Он потянулся за кружкой. Пальцы уже сжали холодный фарфор, когда внутри что-то щёлкнуло – не боль, не судорога, а механизм, древний и чужой, как шестерня, внедрённая в кость. Кружка выскользнула. Разбилась о пол с тупым, влажным звуком.
Максим не вздрогнул. Он смотрел не на осколки, а на свою руку, где под кожей пульсировало нечто, чего не должно было быть. Что-то, что помнило.
В памяти вспыхнули обрывки того мира: трехцветный флаг над белокаменным зданием, лицо девушки на платформе «Сокол», новостные ленты с другими политиками, другими скандалами. Другая Россия. Та, из которой его вырвали три года назад, швырнув в эту – в Восточную Федерацию, в её столицу, в жизнь следователя Кулагина.
«Адаптация прошла успешно», – говорили те, кто его нашёл. Как будто речь шла о настройке прибора, а не о человеке. Но память о прошлом осталась раной, которая не заживает. И ключом. Потому что он знал: мир может быть другим.

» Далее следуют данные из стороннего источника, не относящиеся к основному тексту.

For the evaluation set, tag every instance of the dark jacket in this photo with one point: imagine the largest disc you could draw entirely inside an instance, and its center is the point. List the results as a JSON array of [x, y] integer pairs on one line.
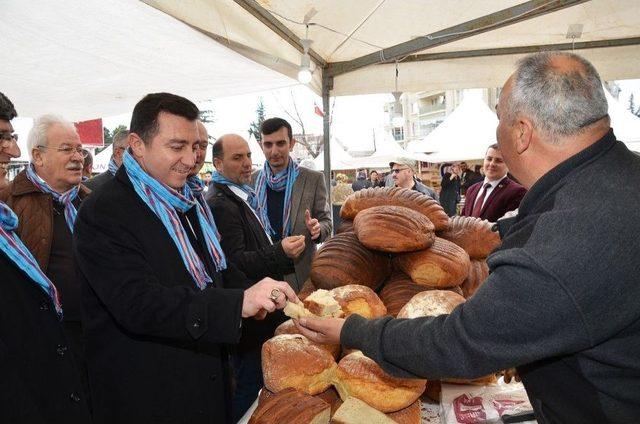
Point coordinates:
[[35, 213], [154, 341], [505, 197], [98, 180], [561, 302], [40, 382]]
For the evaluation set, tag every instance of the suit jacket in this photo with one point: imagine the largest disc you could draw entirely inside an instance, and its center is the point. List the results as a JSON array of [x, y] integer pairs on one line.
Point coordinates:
[[154, 341], [502, 199], [98, 180], [40, 380], [309, 192]]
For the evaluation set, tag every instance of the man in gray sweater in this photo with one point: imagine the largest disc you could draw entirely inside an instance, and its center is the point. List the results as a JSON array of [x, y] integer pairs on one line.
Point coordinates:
[[561, 302]]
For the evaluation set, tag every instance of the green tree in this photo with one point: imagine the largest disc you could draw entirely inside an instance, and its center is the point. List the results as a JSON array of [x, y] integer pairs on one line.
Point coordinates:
[[254, 127]]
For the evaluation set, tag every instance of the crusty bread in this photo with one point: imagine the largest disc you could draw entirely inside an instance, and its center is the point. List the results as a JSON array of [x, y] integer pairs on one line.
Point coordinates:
[[355, 411], [431, 303], [361, 377], [361, 300], [344, 260], [288, 327], [395, 196], [393, 229], [322, 304], [291, 406], [474, 235], [478, 273], [291, 360], [412, 414], [444, 264]]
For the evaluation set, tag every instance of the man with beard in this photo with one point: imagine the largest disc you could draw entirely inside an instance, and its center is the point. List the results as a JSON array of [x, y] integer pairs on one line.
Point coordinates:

Экран снова привлёк взгляд. Теперь на нём – девочка. Алина. Пятнадцать лет. В протоколе – «добровольное согласие», «отсутствие сопротивления». Врачи написали «шоковое состояние» и перечислили гематомы, как пункты инструкции.
Максим знал этот язык. Он видел такие инструкции слишком часто. Но сейчас что-то сломалось внутри.
Он представил её – живую. Как она смеялась, как плакала, как надеялась. Как её ломали. И как она, возможно, в последний момент думала, что кто-то придёт на помощь.
Никто не пришёл.
Алина осталась одна с теми, кто называл её согласие «добровольным». С теми, кто подписывал протоколы и отворачивался. С теми, кто знал, но молчал.
И вдруг Максим почувствовал это – не гнев, не жалость, а что-то другое. Будто его собственные кости помнили каждый удар, нанесённый ей. Будто его кожа помнила каждое прикосновение, от которого она сжималась. Будто его душа знала, что это неправильно на уровне, который не требует доказательств.